Tyson Foods, for one, has worked to bring its carrier partners onto a single platform to better share information in real time. By doing so, said Christopher Plant, the company’s senior manager of customer service, the percentages of loads tracked are at a level that the company can leverage. Plant said this helps drive real-time visibility and consistency.
“When you do that, and you’re talking with the same information with all those involved — including the customer — you really start to find out the things that are working and the things that maybe we might need to change,” Plant said Feb. 16 during the Supply Chain Leadership Summit, an event hosted by load tracking firm FourKites. The company offers a transportation platform that focuses on real-time visibility. Panelists are its customers.
Tyson Foods has worked to bring its carrier partners onto a single platform. (Capital Area Food Bank of Texas)
“Whether that be from a dock space standpoint, at the customer, an order cycle of how they’re sending the order to us or vice versa — how we’re sending it back to them. When you’re all speaking from the same book you really start to understand.”
Plant added, “Eliminating the data silos is getting on the same page with everyone involved from start to finish. From the time it leaves our plants all the way to the time it reaches the customers. Understanding the life cycle of the order and everything in between.”
Tyson Foods ranks No. 11 on the Transport Topics Top 100 list of the largest private carriers in North America. The company’s fleet includes 3,233 tractors and 8,759 trailers.

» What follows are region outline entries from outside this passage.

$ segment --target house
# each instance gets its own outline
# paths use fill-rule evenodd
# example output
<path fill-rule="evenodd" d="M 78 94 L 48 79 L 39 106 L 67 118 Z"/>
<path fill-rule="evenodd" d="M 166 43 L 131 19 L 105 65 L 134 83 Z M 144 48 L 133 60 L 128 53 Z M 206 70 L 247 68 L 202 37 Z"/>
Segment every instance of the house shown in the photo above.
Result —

Walmart Canada has found that technologies such as blockchain and machine learning can help with end-user predictability, such as tracking how long a shipment may be delayed during a snowstorm. “We’re at a point where we’re really excited by everything that our stores can do with their phones,” said Francis Lalonde, the company’s vice president of transportation. “Between our [distribution centers] and stores, it doesn’t get any better than that in terms of visibility. And this enables us to start to have real-time, in-depth, super dynamic visibility almost end to end.”
Lalonde noted that empowering staff to make decisions during disruptions like storms is one way the company can utilize data.
Walmart ranks No. 3 on the TT Top 100 private carriers list with 7,400 tractors and 58,826 trailers.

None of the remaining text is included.